Always a battleground, even in 1881
Only partially complete, Marion County’s first stone courthouse was the focal point of a series of protracted countywide battles in 1881.
In those days, power in the county was divided, much as commissioner districts have been for nearly a century and a half, into three camps — one centered in Marion, then known as Marion Centre; one in Peabody, at the time the county’s largest city; and one in Hillsboro, at the time a relatively new and upstart city.
Rather than complete the courthouse shown above, political forces in Hillsboro and Peabody united to petition that the county seat be moved from Marion Centre to Hillsboro.
An often-vicious campaign ensued.
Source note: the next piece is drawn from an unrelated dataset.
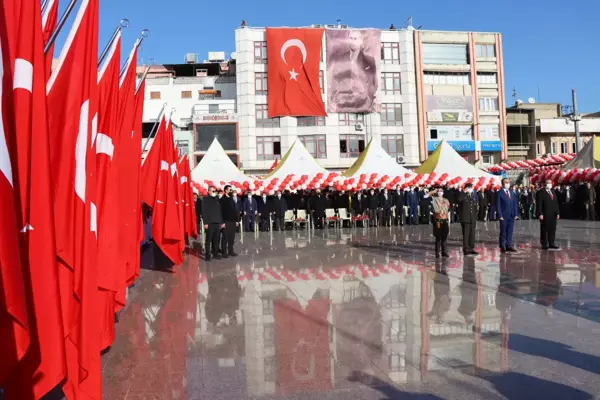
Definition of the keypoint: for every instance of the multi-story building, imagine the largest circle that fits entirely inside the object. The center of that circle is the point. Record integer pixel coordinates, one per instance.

A Florence minister whose news items appeared in the Marion County Record was particularly vitriolic over the Record having included near his column some small “filler” items, urging voters to choose to keep the county seat in Marion Centre.
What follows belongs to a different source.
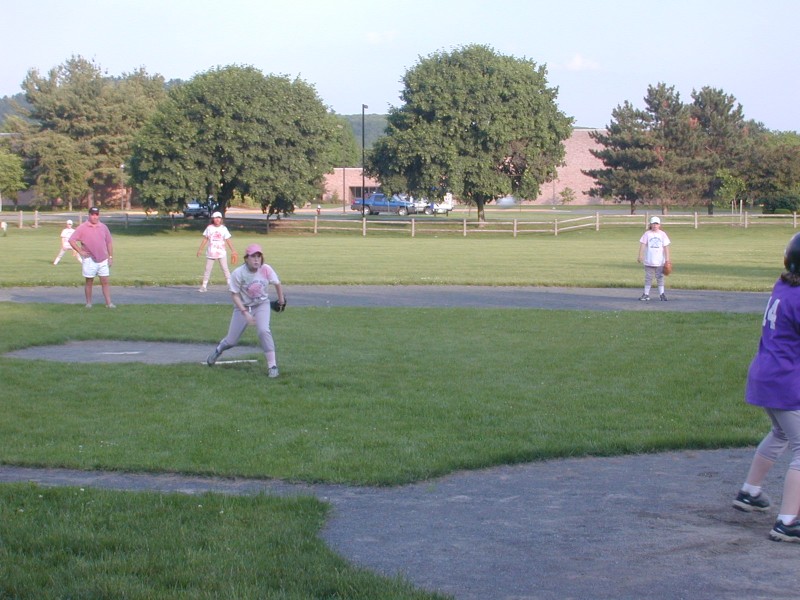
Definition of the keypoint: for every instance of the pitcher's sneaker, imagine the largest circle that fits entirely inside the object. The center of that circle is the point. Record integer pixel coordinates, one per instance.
(785, 533)
(212, 358)
(748, 503)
A circular the minister distributed in Florence, a key “swing” are in the vote, proclaimed: “Let all honorable citizens be on the lookout and on Wednesday rebuke by their ballots the tricks and frauds of this class of public robbers.”
The Record’s production foreman went to a public forum in Florence the day before the election to explain that the “fillers” had been innocently added, not in an attempt to make the minister seem to support Marion Centre in the election.
But the minister was unimpressed and took up Hillsboro’s cause.
“On election day,” Record editor E.W. Hoch wrote, “this man who preaches the gospel of charity and right, or ought to, laid aside the sacred robes of the ministry and, in the role of a petty demagogue rather than that of a divine, personally peddled the vile circulars.”
The vote in favor of Marion Centre as county seat was 1,165 to 744. Hillsboro received zero votes in Centre Township and just 1 in Grant, 3 in Gale, 4 in Durham Park, and 6 in Wilson. The only townships to favor Hillsboro were Risley (139-10), Liberty (67-5), the combined East and West Branch (78-26), Summit (45-17) and Peabody (258-16).
Soon after, a second election appropriated funds to complete the half-done stone courthouse at a total cost of about $6,000, about $150,000 in today’s dollars.
It served as the seat of county government for the next 25 years until the present courthouse replaced it.